Flash attention is recommended but not required — there’s a documented one-line change in models/pipeline.py if it’s not available. VRAM scales with output resolution; 2K×2K generation is the model’s headline capability but expects substantial memory.

How it differs from HiDream-I1

The original HiDream-I1, released in early 2025, was a 17B sparse-MoE DiT operating in latent space — architecturally conventional, compete-on-quality. O1 is a reset: the parameter count goes down to 8B, the VAE and text encoder come out, and the architecture itself is the contribution. The naming convention is also a clear nod to OpenAI’s reasoning-model rebrand — “O1” signals the integrated prompt-reasoning agent, even though the diffusion model itself is a standard one-shot sampler.
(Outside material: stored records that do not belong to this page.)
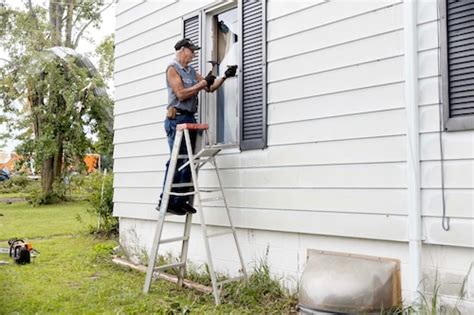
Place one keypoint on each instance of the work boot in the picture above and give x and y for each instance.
(174, 209)
(188, 208)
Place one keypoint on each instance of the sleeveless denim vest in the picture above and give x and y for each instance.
(188, 76)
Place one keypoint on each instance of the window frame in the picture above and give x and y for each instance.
(208, 101)
(449, 123)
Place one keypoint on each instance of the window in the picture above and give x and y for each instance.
(233, 35)
(457, 64)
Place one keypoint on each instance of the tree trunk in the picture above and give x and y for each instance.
(58, 158)
(70, 14)
(55, 20)
(47, 178)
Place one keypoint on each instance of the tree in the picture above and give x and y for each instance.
(53, 94)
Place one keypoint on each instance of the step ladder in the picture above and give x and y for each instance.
(195, 162)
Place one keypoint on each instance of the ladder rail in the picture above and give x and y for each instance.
(162, 213)
(195, 162)
(210, 264)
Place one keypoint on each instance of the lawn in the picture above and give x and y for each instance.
(74, 274)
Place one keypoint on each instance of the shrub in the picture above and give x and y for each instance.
(37, 197)
(17, 184)
(100, 198)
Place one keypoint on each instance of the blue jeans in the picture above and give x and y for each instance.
(183, 176)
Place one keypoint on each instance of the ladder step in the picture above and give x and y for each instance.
(219, 234)
(221, 283)
(211, 199)
(183, 194)
(180, 185)
(209, 190)
(173, 239)
(168, 266)
(207, 152)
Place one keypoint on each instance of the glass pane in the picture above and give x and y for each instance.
(228, 95)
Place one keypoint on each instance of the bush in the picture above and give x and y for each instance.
(100, 197)
(37, 197)
(17, 184)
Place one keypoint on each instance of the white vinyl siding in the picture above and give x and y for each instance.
(336, 157)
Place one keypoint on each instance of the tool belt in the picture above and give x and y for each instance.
(172, 112)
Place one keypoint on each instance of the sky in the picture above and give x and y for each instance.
(85, 47)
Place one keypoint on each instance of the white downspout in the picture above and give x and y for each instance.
(413, 150)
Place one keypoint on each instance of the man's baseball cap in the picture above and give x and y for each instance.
(186, 42)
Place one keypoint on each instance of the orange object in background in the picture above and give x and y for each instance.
(92, 161)
(9, 161)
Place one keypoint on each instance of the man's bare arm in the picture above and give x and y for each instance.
(178, 88)
(217, 84)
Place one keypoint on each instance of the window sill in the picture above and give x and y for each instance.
(228, 148)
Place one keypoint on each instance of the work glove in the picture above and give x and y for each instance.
(210, 78)
(230, 72)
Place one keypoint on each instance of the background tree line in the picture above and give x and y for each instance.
(52, 98)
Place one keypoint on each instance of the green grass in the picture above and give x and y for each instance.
(13, 195)
(74, 274)
(23, 220)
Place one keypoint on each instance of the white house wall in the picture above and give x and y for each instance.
(334, 173)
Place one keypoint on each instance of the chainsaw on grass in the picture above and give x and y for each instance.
(21, 251)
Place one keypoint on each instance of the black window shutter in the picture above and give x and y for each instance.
(458, 51)
(191, 29)
(253, 120)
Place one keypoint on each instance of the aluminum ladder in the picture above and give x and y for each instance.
(195, 162)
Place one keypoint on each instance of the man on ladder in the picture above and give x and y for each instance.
(184, 84)
(181, 184)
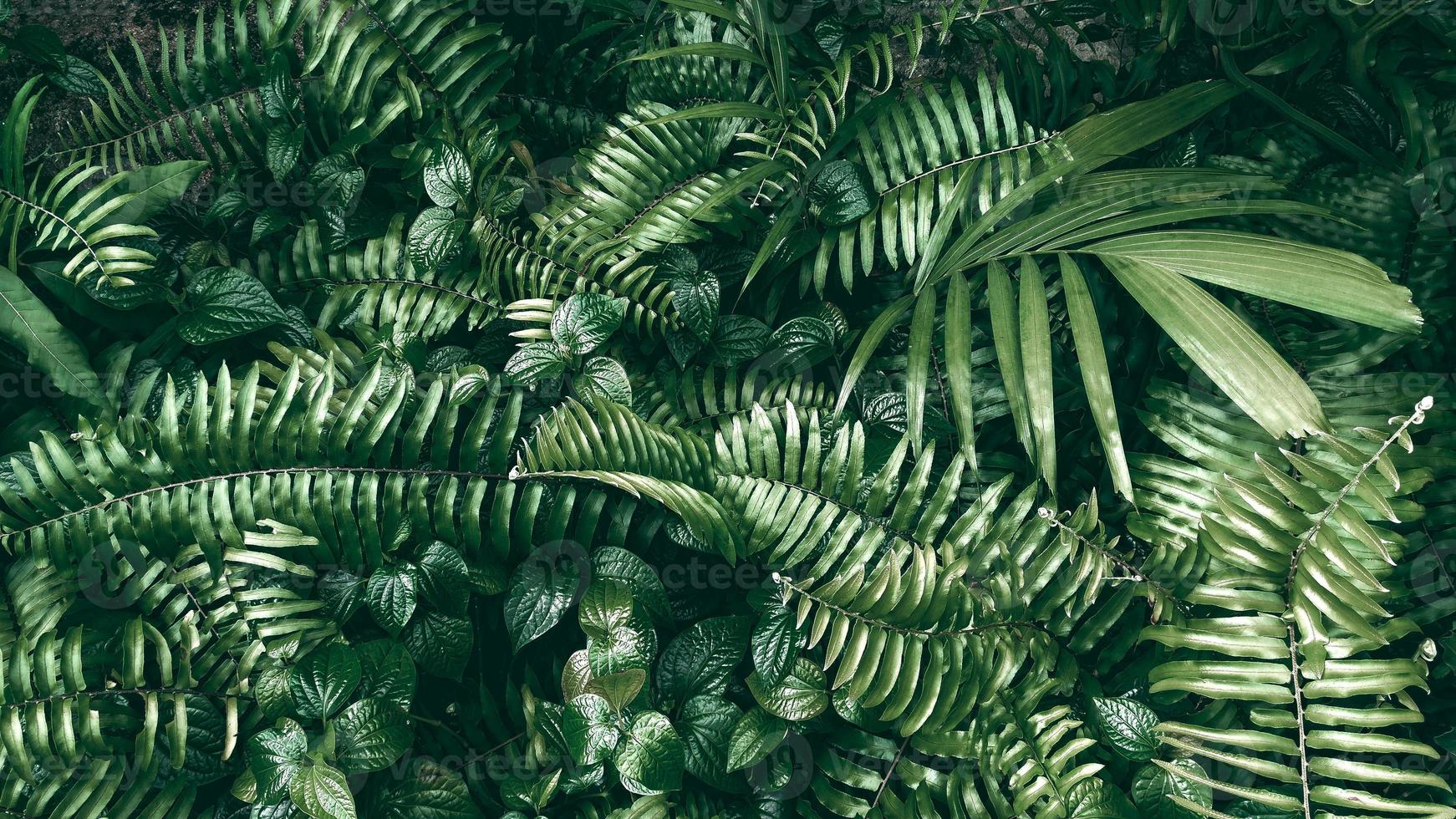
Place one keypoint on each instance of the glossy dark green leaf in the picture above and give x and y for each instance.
(841, 194)
(370, 735)
(392, 597)
(323, 679)
(586, 320)
(225, 303)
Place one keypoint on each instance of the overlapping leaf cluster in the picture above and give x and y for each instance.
(431, 410)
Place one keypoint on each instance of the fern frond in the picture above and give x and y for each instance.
(200, 100)
(914, 155)
(366, 51)
(1302, 644)
(378, 284)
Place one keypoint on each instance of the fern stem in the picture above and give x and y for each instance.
(1008, 624)
(251, 473)
(25, 202)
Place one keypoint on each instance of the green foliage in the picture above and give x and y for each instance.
(724, 410)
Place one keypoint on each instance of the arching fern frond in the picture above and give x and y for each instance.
(378, 284)
(1302, 646)
(68, 214)
(201, 99)
(914, 155)
(364, 50)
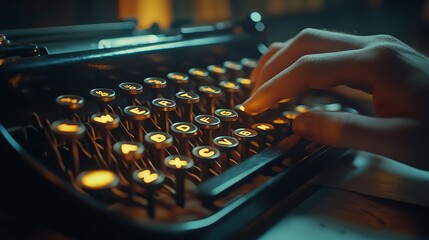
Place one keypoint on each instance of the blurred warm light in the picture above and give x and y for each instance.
(98, 179)
(147, 12)
(208, 11)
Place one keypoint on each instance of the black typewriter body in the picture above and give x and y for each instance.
(36, 186)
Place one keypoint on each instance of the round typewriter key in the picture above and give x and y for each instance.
(179, 164)
(71, 103)
(234, 69)
(246, 84)
(187, 100)
(106, 122)
(218, 73)
(246, 117)
(210, 93)
(227, 116)
(179, 80)
(283, 127)
(98, 183)
(184, 131)
(137, 114)
(207, 123)
(71, 131)
(230, 88)
(225, 144)
(131, 89)
(248, 65)
(163, 106)
(129, 152)
(302, 108)
(155, 84)
(98, 179)
(156, 142)
(245, 136)
(263, 129)
(199, 77)
(151, 181)
(104, 96)
(205, 156)
(290, 115)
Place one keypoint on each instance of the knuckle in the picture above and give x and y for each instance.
(307, 34)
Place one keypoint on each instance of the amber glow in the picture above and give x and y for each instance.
(147, 176)
(229, 85)
(127, 148)
(158, 138)
(98, 179)
(225, 141)
(69, 100)
(104, 118)
(137, 111)
(183, 128)
(245, 81)
(147, 12)
(205, 152)
(242, 108)
(208, 89)
(101, 93)
(178, 163)
(70, 128)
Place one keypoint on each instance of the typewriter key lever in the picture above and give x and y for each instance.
(71, 131)
(179, 164)
(151, 181)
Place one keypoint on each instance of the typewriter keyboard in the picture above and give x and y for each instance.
(173, 148)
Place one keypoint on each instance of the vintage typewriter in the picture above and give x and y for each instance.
(144, 136)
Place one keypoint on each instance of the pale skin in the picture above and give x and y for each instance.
(382, 69)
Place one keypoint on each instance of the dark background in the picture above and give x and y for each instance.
(405, 19)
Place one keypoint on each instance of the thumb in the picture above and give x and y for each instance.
(401, 139)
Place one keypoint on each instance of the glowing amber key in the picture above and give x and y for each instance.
(98, 179)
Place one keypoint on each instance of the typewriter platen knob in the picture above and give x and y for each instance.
(131, 89)
(151, 181)
(205, 156)
(179, 164)
(104, 96)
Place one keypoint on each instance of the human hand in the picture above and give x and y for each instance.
(394, 74)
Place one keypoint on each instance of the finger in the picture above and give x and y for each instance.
(274, 47)
(398, 138)
(318, 71)
(308, 41)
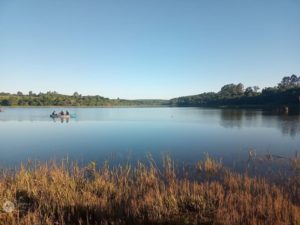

If you’re choosing between them today: I1 Dev is older, well-supported across inference platforms, and proven in production. O1 Dev is newer, smaller, scores higher on every benchmark the team reported, and renders text far more reliably — but the pixel-native architecture is novel enough that third-party tooling (ComfyUI nodes, quantizations, LoRA training scripts) will take time to catch up.

Where it fits

HiDream-O1-Image-Dev is the most architecturally interesting open-weight image model release of 2026 so far. The team made a contrarian bet — drop the latent space, drop the external encoders, do everything in one transformer — and the benchmarks back the bet, especially in the long-tail categories (text rendering, complex composition, multilingual) where latent models have historically struggled.

The Dev variant specifically is the one most people will actually run: 28 steps, no CFG, MIT license, single-checkpoint multi-task. If you’ve been waiting for an open model that matches GPT Image 2 or DALL-E 3 on text-in-image quality without the closed-API price, this is it.

The repo is at github.com/HiDream-ai/HiDream-O1-Image, the Dev weights are at huggingface.co/HiDream-ai/HiDream-O1-Image-Dev, and a hosted Space is up for trying it without the local install.